O Facebook, por sua vez, parece reconhecer que a guerra contra as novas medidas de privacidade da Apple pode não ser vencida. Mark Zuckerberg, em uma discussão no aplicativo de bate-papo por voz Clubhouse no mês passado, disse estar confiante de que o Facebook “será capaz de lidar” com as atualizações do iOS 14.5. “É possível que possamos estar em uma posição mais confortável se as mudanças da Apple encorajarem mais empresas a realizar mais comércio em nossas plataformas, tornando mais difícil para eles usarem seus dados para encontrar os clientes que gostariam de usar seus produtos fora de nossas plataformas ”, disse o cofundador da rede social.

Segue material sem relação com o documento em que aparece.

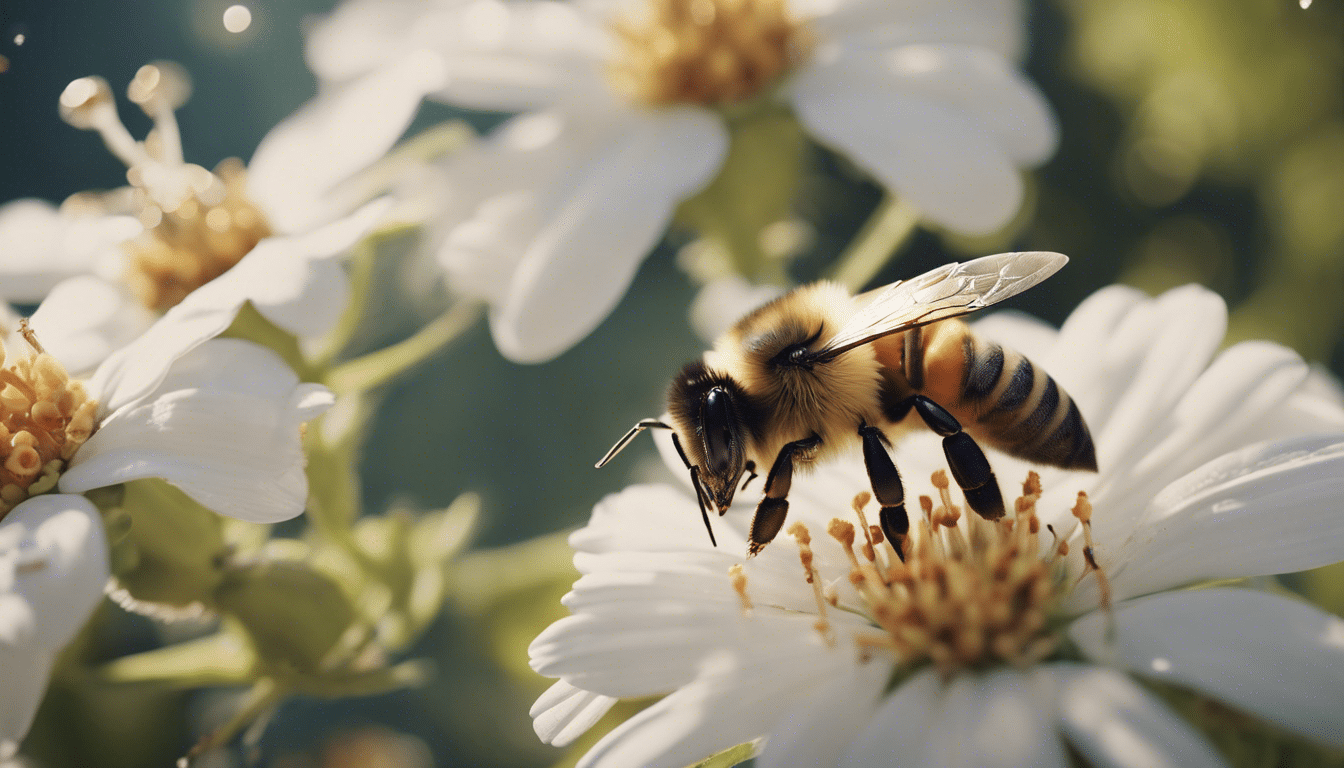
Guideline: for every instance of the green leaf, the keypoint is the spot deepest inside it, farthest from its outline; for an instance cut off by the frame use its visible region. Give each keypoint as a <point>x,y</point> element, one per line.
<point>731,756</point>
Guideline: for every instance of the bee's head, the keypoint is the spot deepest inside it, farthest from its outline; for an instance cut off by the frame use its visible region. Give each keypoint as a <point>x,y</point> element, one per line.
<point>711,416</point>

Para Munster, essa posição soa excessivamente otimista. Diante do discurso global em torno da privacidade dos dados dos usuários, especialmente após o escândalo da Cambridge Analytica e a implementação de uma lei abrangente sobre proteção de dados na União Europeia na forma de um Regulamento Geral de Proteção de Dados, Cook optou por priorizar a privacidade de certa forma que, para o bem ou para o mal, acabará se tornando um legado duradouro, dizem os analistas. “A Apple trouxe a privacidade e a segurança do que era basicamente uma reflexão tardia há muitos anos para o núcleo do seu modelo de negócios”, diz Mogull, da Securosis. “Quando um CEO diz que vê a privacidade como um direito humano, é muito difícil retroceder.”